The Bar Tribunals and Adjudication Service (BTAS) is currently reviewing its guidance on sanctions for barristers accused of misconduct.
The proposals say “mitigating factors” for sexual harassment could include an “immediate apology”, as well as such incidents being "isolated” and “of short duration with low risk of repetition".
In response to the watchdog’s first review of sanctions guidance, the Bar Council, which represents all barristers in England and Wales, has accused it of not making sanctions against sexual harassment at the Bar “a genuine deterrent”.
It added that an "immediate apology" could be seen as “a purely formalistic matter” and it would be difficult “to assess how genuine such an apology is" because it could be referred to as “banter”.
Derek Sweeting QC, chairman of the Bar Council, said that many of BTAS’s proposals would send a clear message to the Bar that sexual harassment will not be tolerated and help to ensure there is confidence in the sanctions regime.
Derek Sweeting QC, the chairman of the Bar Council, has criticised proposed new guidance on how the Bar handles sexual harassment in the workplace
“But we have urged BTAS to look again at some of the less robust elements of the proposals,” he added. “These include the mitigating factors to be considered when deciding on the seriousness of sanctions for sexual harassment.
“Whether an apology is genuine should not be taken for granted and would need considerably more scrutiny for it to be considered a factor in each case.
“Whether an incident is a one-off or short-lived should not be a reason for reducing sanctions.
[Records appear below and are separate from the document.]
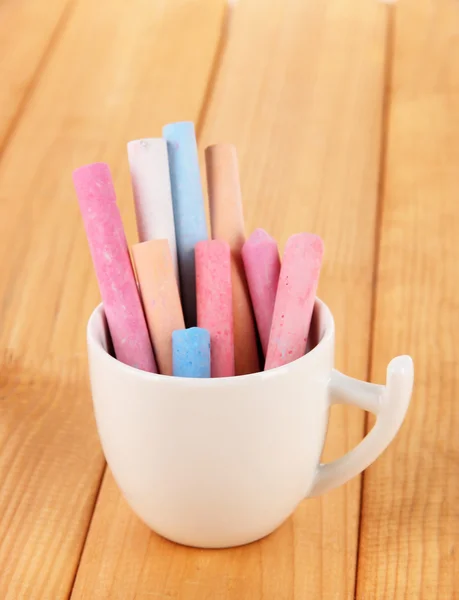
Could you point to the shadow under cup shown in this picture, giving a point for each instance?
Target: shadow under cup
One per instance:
(213, 462)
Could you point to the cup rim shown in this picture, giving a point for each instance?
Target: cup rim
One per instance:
(94, 341)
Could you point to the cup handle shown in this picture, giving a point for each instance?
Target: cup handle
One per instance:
(389, 403)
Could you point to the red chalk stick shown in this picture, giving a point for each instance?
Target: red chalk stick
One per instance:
(295, 298)
(262, 267)
(110, 255)
(214, 303)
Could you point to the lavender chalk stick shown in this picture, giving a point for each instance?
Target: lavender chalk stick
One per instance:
(296, 293)
(149, 166)
(110, 255)
(188, 202)
(191, 352)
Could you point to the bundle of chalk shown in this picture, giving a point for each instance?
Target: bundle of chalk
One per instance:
(193, 306)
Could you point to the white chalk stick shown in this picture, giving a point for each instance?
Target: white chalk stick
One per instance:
(149, 165)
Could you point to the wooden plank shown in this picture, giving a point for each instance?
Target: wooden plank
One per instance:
(299, 91)
(116, 74)
(28, 31)
(410, 518)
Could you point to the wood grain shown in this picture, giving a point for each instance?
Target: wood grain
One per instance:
(105, 83)
(410, 519)
(28, 31)
(299, 91)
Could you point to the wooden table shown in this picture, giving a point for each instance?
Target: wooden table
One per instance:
(346, 118)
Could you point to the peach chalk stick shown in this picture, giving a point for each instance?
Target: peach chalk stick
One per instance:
(296, 293)
(214, 303)
(262, 266)
(227, 223)
(151, 185)
(160, 297)
(110, 255)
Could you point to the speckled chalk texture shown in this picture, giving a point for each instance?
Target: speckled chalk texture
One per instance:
(296, 293)
(110, 255)
(214, 303)
(191, 352)
(262, 267)
(188, 202)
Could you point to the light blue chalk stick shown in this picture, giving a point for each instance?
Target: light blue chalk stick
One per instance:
(188, 202)
(191, 352)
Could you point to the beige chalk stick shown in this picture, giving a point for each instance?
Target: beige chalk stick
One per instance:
(160, 296)
(227, 222)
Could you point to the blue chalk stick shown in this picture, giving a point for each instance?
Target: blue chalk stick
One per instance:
(188, 202)
(191, 352)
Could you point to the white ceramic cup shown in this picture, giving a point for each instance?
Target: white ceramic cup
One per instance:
(215, 463)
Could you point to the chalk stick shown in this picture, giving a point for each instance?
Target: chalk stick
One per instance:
(151, 185)
(160, 297)
(214, 303)
(296, 293)
(110, 255)
(188, 202)
(191, 352)
(227, 223)
(262, 266)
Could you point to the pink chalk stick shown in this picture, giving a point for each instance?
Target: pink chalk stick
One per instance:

It sends entirely the wrong message to the general public and the profession about how an incident of sexual harassment, which can have a devastating effect on the confidence of the victim, is dealt with at the Bar.
“We hope that BTAS takes these points into consideration. We know that many barristers who face sexual harassment in their professional capacity do not report it for fear of how it will impact on their careers. The risk here is that the Bar will not have confidence in the way sexual harassment is dealt with and that it remains under the radar and unreported.”
In response, James Wakefield, director of The Council of the Inns of Court (COIC) and registrar at BTAS, said that “an isolated incident” of sexual harassment being a mitigating factor is only a proposal and is not in the current guidance.
He said: “This proposed mitigating factor, as well as the other mitigation and aggravating factors, were the subject of the consultation which has just closed, the results of which are being analysed and we will of course be making amendments as appropriate in light of the responses.”
He added that “there is no suggestion at all in the proposed new guidance that an immediate apology for sexual misconduct will lead to the barrister being let off; on the contrary the proposal in the consultation paper is that the range of sanctions for sexual misconduct should start at over 12 months suspension from practice”.
A second consultation on the BTAS’s full proposed guidance, including amendments made as a result of the first consultation, is due to be issued at the end of July.